Diana Reviews: Scott Westerfeld's - "Pretties"

Be mindful that this review contains spoilers for Uglies, the first book in the series.

What happens when perfection isn’t good enough?

In the first book we learned that when someone becomes Pretty their brain is damaged on purpose so that they’ll never be truly unhappy. There are no revolutions, no wars, no anything. An experimental cure has been devised to heal the brain and Tally volunteered to become Pretty and have that cure tested on her at a later time.

Pretties opens with a common day for Tally Youngblood, who has finally become Pretty. She has the life she’s always wished for – parties, alcohol and endless fun. Her biggest problems now are hangovers and figuring out what to wear to events. We get to see what her life has become but luckily, the book doesn’t dally on Tally’s life as a Pretty much. It jumps right into action at the right moment, answering all the questions we had before and more.

From there, the novel flows quite nicely. Like in Uglies, there is never a dull moment in Pretties. The plot is tight and intriguing and the way it ends is even more fantastic than its predecessor’s. You might even say I enjoyed Pretties’ plot even more than I did Uglies’. The first book was good, but the second one blows it out of the water.

The cliffhangers we were left with in Uglies are mostly resolved by the end of this second installment, but it gives us yet another one right at the end. I won’t lie, you do see it coming, but it’s delivered in such a fantastic way and it’s so well-tied with previous events it still surprises you. The change in some characters is quite brilliant as well and it borders almost on cruel.

As for Tally, she goes from being annoyingly Pretty, back to being a capable person once again. We see her fall in love and it’s quite different from David, which is a relief. She becomes more mature and it shows in her relationships.

Another aspect I loved, is how the Pretties talked to one another. They had a very proper way of speaking. They say bubbly and bogus to mean a sharper, exquisite reality and something that’s just dreadful, respectively. They are annoying, but the way Scott Westerfeld portrayed them was quite genuine. Also, while Tally was Pretty, I wanted to bash her head with a hammer – same for everyone else, but as the book progresses and she’s freed from pretty-mindedness and goes back to being the amazing Tally I’d fallen in love with in the first book.

The writing in this book is still pretty fluid and sharp, as it was on Uglies.

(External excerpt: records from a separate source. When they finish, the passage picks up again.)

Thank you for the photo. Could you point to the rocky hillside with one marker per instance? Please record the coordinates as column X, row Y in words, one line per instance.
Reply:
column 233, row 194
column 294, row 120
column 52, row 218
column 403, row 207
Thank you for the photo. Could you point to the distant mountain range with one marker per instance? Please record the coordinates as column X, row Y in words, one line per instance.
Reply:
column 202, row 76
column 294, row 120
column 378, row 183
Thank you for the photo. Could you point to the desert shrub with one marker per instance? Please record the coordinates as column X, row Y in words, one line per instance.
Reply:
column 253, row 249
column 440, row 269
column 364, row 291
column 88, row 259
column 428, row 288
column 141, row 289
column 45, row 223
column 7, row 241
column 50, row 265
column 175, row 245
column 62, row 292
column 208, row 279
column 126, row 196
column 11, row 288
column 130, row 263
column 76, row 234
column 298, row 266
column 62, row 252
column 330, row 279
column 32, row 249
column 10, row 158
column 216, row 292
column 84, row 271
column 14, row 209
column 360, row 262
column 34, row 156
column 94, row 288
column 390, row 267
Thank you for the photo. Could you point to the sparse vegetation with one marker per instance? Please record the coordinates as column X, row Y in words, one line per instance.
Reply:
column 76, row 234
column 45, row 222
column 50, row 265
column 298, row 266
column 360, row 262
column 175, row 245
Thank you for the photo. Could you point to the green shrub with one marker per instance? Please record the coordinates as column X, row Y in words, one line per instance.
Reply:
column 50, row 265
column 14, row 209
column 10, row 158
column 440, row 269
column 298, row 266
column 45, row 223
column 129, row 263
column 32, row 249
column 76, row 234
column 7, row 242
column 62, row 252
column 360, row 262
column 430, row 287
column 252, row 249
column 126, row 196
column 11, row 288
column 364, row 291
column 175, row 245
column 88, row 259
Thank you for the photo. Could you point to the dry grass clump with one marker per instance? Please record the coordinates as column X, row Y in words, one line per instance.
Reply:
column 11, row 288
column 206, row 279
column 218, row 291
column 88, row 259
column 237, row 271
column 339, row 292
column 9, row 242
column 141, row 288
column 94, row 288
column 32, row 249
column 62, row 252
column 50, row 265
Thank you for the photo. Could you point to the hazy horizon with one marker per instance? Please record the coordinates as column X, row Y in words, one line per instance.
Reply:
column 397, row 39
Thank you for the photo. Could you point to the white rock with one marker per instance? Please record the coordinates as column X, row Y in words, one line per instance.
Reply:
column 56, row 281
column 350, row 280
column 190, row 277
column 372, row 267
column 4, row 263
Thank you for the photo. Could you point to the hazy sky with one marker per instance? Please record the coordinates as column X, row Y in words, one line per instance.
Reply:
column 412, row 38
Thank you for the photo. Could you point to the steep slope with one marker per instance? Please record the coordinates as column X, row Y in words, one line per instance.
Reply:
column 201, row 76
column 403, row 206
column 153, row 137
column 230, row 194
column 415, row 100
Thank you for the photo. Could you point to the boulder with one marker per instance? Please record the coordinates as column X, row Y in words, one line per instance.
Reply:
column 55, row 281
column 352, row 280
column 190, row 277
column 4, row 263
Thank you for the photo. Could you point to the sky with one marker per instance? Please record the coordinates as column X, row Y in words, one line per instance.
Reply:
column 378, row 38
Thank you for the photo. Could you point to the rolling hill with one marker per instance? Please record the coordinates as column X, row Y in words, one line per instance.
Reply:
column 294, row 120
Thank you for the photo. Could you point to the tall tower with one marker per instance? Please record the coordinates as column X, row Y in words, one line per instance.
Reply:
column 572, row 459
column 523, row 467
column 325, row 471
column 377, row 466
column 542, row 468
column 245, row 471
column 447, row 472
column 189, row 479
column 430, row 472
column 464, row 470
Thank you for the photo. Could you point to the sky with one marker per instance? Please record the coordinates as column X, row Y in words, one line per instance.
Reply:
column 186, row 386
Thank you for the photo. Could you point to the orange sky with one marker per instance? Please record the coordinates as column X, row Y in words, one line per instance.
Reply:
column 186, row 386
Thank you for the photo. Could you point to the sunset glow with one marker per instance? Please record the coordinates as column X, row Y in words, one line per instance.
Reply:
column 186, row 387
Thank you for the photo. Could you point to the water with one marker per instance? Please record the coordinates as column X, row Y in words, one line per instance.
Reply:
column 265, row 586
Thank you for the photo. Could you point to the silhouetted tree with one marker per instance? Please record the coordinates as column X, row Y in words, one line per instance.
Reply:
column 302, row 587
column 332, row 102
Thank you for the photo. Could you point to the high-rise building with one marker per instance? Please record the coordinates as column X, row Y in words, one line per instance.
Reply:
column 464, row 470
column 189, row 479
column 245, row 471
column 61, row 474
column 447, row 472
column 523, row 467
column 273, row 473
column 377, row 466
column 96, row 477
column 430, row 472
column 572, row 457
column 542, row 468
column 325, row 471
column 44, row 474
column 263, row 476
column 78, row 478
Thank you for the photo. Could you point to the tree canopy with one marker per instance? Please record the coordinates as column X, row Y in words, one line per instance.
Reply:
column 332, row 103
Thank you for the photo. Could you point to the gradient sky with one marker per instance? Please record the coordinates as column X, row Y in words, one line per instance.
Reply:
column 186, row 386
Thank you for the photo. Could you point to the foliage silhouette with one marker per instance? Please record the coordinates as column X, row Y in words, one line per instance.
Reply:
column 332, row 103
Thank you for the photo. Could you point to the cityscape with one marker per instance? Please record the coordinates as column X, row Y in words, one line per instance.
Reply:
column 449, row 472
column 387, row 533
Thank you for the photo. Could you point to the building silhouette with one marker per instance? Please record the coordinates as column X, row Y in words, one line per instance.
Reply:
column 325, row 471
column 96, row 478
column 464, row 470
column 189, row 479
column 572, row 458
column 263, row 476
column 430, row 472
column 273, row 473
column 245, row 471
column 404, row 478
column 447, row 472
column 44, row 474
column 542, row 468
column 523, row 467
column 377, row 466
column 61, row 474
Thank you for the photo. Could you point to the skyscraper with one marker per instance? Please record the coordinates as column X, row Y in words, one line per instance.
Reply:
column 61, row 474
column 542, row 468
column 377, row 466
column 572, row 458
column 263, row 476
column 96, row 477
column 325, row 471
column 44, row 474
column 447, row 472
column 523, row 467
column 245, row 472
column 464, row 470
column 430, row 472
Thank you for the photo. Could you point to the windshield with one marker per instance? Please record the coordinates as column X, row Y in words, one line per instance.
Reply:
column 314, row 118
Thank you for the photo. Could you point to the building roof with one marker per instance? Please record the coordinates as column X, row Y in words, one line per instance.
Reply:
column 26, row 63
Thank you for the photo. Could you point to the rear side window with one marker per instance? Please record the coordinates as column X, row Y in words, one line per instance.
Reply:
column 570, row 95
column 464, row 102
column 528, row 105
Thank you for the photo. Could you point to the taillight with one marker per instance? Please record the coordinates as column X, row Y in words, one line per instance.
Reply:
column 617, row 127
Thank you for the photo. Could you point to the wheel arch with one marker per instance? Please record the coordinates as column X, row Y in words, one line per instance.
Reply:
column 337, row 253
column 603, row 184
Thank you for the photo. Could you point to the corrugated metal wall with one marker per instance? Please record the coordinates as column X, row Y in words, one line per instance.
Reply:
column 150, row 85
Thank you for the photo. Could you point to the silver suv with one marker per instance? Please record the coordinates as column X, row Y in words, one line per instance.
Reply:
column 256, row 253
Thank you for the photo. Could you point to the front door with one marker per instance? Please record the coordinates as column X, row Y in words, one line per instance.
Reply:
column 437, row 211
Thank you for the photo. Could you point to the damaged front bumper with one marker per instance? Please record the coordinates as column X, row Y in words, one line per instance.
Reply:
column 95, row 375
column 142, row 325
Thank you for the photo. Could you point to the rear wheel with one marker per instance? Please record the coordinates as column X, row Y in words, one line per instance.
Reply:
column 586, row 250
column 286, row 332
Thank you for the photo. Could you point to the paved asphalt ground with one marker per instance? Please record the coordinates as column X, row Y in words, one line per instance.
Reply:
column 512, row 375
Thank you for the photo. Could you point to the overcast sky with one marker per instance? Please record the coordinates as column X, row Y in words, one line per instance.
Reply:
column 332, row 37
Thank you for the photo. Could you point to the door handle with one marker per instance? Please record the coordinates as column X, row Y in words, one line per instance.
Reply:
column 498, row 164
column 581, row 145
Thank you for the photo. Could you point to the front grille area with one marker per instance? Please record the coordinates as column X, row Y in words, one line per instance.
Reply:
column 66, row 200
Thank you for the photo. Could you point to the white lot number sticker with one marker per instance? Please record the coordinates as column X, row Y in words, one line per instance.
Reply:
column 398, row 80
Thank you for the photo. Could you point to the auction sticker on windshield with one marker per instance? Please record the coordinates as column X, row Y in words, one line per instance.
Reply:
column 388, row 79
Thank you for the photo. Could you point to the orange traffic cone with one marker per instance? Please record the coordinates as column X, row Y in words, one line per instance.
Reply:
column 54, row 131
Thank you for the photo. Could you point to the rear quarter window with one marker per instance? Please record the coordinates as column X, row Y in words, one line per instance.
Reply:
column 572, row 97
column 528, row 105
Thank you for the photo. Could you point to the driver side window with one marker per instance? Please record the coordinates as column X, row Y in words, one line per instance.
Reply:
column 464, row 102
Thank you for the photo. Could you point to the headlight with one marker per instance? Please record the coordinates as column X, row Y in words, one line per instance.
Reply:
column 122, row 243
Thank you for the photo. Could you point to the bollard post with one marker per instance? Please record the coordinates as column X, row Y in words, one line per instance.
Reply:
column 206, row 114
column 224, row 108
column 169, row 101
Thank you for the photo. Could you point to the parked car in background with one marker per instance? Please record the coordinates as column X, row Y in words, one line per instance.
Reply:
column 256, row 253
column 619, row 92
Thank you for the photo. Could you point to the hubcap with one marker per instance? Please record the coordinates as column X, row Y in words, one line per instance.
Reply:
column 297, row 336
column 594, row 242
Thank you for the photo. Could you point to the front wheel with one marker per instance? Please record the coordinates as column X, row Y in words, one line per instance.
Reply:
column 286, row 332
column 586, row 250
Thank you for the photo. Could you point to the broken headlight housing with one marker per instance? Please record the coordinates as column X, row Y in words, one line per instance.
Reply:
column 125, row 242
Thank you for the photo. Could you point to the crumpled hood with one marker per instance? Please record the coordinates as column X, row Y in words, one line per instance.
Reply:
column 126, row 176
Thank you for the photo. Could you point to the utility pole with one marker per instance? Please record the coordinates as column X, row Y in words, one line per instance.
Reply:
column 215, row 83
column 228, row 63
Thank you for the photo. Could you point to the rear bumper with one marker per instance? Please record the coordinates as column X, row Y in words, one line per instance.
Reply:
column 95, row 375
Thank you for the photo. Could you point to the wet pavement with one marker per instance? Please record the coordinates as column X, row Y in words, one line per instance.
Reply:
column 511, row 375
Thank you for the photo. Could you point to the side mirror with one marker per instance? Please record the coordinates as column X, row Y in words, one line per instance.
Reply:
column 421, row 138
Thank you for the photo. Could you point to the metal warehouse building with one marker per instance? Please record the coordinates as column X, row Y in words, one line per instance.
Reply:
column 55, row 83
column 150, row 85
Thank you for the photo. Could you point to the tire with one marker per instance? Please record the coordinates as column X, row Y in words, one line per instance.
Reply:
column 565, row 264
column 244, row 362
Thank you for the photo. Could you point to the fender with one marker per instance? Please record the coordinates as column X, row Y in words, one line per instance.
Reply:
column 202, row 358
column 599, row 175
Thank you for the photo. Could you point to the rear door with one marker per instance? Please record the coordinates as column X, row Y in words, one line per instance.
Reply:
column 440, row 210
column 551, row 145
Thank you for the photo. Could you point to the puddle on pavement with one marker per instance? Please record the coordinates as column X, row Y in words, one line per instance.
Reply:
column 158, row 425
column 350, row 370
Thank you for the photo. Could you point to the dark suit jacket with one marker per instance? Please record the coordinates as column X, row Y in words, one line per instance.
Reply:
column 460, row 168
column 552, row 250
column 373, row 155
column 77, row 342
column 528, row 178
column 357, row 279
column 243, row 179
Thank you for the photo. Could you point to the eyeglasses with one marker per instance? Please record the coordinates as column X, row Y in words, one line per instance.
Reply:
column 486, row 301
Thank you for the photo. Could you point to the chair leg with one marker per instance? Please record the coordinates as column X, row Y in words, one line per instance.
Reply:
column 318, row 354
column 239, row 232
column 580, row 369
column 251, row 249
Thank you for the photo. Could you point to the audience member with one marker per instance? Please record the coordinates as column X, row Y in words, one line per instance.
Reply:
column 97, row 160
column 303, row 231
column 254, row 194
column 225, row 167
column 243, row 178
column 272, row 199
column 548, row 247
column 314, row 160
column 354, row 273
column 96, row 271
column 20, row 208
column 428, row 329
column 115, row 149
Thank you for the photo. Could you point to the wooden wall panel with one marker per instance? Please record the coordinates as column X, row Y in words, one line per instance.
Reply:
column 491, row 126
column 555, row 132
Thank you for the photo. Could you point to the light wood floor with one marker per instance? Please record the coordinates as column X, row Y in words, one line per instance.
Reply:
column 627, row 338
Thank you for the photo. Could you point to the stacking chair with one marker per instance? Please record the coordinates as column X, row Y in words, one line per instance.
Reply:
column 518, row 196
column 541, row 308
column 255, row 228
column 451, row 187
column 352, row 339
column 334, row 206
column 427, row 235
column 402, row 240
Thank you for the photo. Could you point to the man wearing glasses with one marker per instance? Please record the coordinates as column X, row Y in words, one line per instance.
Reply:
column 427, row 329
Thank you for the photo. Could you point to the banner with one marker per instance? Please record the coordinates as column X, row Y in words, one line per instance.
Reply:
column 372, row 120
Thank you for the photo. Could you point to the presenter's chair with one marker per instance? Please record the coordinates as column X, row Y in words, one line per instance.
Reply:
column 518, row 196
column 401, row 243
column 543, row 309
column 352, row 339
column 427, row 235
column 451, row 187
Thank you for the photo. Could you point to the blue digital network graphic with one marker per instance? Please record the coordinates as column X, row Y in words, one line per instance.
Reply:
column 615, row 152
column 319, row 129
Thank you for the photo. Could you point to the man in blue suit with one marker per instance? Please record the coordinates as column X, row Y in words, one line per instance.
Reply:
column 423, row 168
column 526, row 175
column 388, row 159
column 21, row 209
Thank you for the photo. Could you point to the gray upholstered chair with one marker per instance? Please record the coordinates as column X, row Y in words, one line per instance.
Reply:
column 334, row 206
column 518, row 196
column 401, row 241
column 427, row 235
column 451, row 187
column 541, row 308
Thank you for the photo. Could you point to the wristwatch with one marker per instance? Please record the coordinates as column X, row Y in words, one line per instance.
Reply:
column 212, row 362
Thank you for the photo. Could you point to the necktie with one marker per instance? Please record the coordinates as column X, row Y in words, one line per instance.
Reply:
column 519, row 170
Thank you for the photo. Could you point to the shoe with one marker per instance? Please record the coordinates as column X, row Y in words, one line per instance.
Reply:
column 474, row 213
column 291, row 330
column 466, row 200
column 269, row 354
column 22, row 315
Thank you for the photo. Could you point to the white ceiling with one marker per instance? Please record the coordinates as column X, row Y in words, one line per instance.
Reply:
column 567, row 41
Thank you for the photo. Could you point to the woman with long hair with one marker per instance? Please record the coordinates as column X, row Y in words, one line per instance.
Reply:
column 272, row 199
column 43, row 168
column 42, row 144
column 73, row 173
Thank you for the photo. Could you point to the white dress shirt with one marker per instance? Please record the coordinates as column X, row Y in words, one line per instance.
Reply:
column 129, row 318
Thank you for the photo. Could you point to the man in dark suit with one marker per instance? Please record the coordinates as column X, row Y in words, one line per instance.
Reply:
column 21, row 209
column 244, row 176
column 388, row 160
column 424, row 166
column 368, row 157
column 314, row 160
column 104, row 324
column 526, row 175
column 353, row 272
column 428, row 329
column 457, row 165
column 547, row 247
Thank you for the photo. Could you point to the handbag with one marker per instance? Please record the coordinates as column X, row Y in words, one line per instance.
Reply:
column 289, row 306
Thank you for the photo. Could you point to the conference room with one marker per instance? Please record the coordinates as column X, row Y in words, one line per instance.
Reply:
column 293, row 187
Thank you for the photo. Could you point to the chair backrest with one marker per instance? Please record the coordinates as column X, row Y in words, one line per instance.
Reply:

We get more of a glimpse of New Pretty Town and it’s a flamboyant, dizzying experience; same for the new sections of the wild, particularly the reservation. As for the atmosphere around Tally, it oozes determination and survival instinct. It’s a book full of suspense and it delivers.

Pretties never gets boring. It keeps you on the edge, guessing what’s going to happen next and the ending is the best example of such a factor. I loved this book even more than I did Uglies and I absolutely can’t wait to read Specials and see Tally’s story come to an end.